Too many people were lining up for photos with Binny, blocking the pub’s entrance and causing safety issues, says a Disney spokeswoman.

Moving Binny was a big deal, says Sher, the founder, because of Disney superfans’s obsessive attention to detail, and fandom that can border on fanaticism.

During a Fourth of July promotion in 2018, for instance, Josh D’Amaro, then president of Disneyland Resort, had staff place Independence Day-themed merchandise inside the Main Street Cinema, one of Disneyland’s original attractions. The small movie-projection room with a Victorian marquee loosely follows Walt’s memories of his childhood in Marceline, Mo.

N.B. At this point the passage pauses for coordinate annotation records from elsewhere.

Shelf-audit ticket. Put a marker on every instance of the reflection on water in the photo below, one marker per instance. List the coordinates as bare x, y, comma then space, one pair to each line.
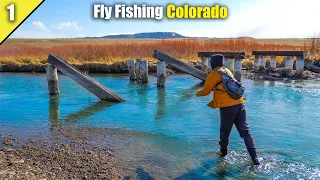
88, 111
168, 133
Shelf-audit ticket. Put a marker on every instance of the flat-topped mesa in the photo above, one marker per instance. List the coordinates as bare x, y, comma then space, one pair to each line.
232, 61
231, 55
180, 65
261, 56
84, 80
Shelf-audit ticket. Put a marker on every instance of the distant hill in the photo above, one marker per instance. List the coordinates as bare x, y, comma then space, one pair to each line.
148, 35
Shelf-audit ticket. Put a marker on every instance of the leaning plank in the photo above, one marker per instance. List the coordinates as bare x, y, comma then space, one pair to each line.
279, 53
84, 80
180, 65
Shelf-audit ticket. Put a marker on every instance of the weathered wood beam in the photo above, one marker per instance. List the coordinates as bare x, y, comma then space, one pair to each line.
231, 55
84, 80
180, 65
279, 53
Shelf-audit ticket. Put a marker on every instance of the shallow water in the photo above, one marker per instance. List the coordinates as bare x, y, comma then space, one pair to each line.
168, 133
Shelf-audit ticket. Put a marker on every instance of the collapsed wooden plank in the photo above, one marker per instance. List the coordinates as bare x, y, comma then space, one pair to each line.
84, 80
279, 53
239, 55
180, 65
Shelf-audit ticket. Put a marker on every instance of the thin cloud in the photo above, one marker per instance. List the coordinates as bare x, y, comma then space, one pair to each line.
68, 26
39, 25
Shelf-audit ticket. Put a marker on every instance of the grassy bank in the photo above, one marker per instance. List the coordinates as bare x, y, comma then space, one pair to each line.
109, 55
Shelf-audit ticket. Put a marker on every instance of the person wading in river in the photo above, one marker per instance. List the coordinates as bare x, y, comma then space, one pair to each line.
232, 110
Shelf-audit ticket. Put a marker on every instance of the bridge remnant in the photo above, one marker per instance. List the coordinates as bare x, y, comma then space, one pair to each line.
289, 60
84, 80
233, 61
180, 65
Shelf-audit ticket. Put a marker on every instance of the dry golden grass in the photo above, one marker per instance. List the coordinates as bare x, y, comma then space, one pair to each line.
80, 51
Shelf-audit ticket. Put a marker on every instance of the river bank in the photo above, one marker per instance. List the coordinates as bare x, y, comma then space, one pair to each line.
58, 159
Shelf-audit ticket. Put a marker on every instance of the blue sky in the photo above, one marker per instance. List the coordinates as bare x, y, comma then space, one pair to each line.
254, 18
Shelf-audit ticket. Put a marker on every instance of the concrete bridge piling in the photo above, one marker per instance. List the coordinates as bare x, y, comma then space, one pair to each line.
289, 60
161, 73
142, 71
131, 69
232, 61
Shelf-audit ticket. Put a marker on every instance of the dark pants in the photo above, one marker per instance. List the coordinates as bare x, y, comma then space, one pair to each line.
234, 115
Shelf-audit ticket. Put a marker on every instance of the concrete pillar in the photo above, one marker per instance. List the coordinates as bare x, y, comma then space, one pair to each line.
205, 63
237, 69
289, 63
273, 62
131, 69
256, 63
229, 63
262, 65
52, 78
142, 71
161, 73
299, 65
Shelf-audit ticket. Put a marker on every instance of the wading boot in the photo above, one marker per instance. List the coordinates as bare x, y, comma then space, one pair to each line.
254, 157
224, 152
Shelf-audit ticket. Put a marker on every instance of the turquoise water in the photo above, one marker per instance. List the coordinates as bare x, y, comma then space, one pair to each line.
168, 133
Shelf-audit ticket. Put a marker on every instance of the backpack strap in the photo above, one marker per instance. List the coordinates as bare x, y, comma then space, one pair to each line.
215, 87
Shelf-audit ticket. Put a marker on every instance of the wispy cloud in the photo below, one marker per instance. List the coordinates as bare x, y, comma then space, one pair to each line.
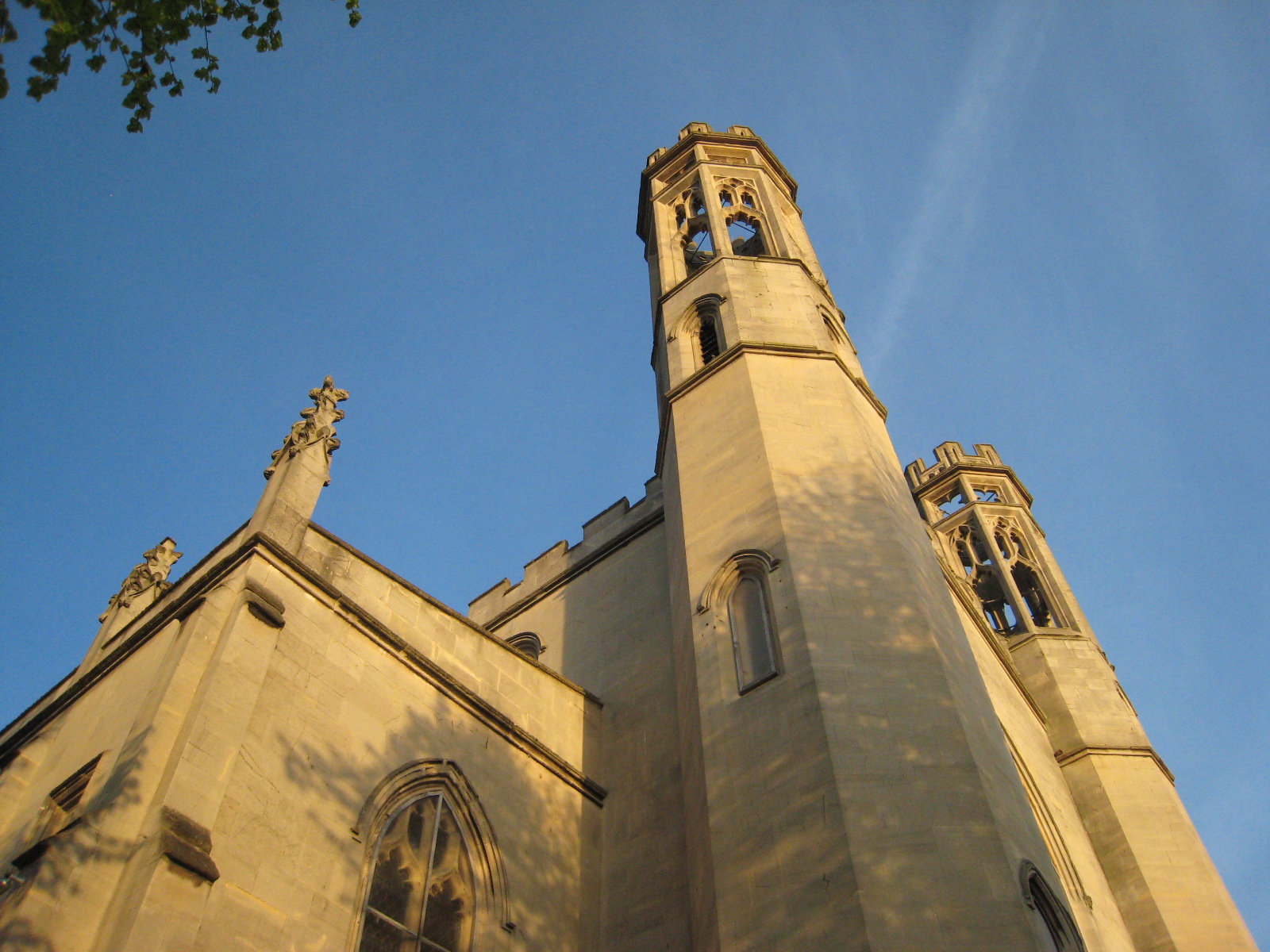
1000, 63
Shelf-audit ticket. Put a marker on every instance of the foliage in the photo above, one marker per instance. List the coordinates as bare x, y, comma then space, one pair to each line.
145, 35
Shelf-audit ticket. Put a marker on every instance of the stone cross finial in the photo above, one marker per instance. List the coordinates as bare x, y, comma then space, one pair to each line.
318, 424
150, 573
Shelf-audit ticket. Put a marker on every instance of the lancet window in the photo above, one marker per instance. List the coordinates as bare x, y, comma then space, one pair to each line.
981, 573
752, 635
986, 568
746, 235
694, 230
423, 892
709, 329
1056, 923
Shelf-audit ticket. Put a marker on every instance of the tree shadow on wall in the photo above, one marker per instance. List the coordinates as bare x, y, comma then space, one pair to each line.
864, 772
56, 862
544, 831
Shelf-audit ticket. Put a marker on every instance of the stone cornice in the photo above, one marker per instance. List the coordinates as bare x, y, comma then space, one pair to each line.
1066, 758
766, 259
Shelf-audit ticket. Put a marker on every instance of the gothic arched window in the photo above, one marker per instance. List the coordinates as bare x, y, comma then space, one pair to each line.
422, 894
709, 333
1056, 923
740, 602
435, 880
746, 235
751, 625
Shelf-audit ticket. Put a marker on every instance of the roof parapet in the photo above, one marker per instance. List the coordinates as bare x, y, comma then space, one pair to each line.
597, 532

Annual passholders, many who enjoy spending hours sitting on the benches in the park’s Main Street, U.S.A. section, objected. “They couldn’t believe that we had made changes to something that was so sacred to Walt,” D’Amaro told the Journal in 2022.

D’Amaro, now chairman of Disney’s entire theme-park division, regarded the experience as a teaching moment about fans who take Disney traditions seriously. (D’Amaro declined to comment about Binny.)

In early December, meanwhile, the tangled Binny story took another turn when Disney moved the famous bin back in front of the Rose & Crown.

“I know it’s just a trash can,” one club member wrote under an image of Binny again by the pub. “But I have to say, my heart instantly lept [sic] for joy at this photo.”

Club members started buying airline tickets to Orlando to get a picture with Binny in its original locale.

But before all those fans had photos in the can, Binny was moved again, a twist that disappointed Binny followers and has many hoping anew for its return.

Sher, the founder of Disney Day Drinkers, grew up in Washington, D.C. as the child of a divorce, and remembers going to Walt Disney World with his stepsisters and his father. For him and many lifelong Disney fans, the perks in place during their childhood have fused with their favorite memories.

“When I enter the parks, I just feel really good. It brings back all those childhood memories,” he says. “That’s really magical as an adult, especially when you introduce a few cocktails.”

Despite the Binny saga, the Disney Day Drinkers are soldiering on, and embracing other rituals. A popular one is their “challenge coins”—modeled after a military tradition where one serviceman produces a token at the bar, and if a comrade from the same unit or drinking club is unable to produce his own token, he buys a round. The D3 coins are emblazoned with the motto, “You can’t drink all day if you don’t start in the morning.”

Clubs such as the Disney Day Drinkers attract adults who might otherwise skip theme parks.

Dan Roberts, an electrician who lives in Maryland, says he used to visit Walt Disney World because his wife forced him to. This year, however, his brother-in-law, Chris Himmelwright, an airline worker who lives in Florida, told him he had joined Disney Day Drinkers.

Now, Roberts is a D3 member too, and has signed up for an annual park pass. One recent evening, the two men stood outside the Rose & Crown, drinking pints of Old Speckled Hen near Binny’s original home. Their wives and children were off exploring rides. Where, exactly? Who knew? They’d been at the bar since 2 p.m.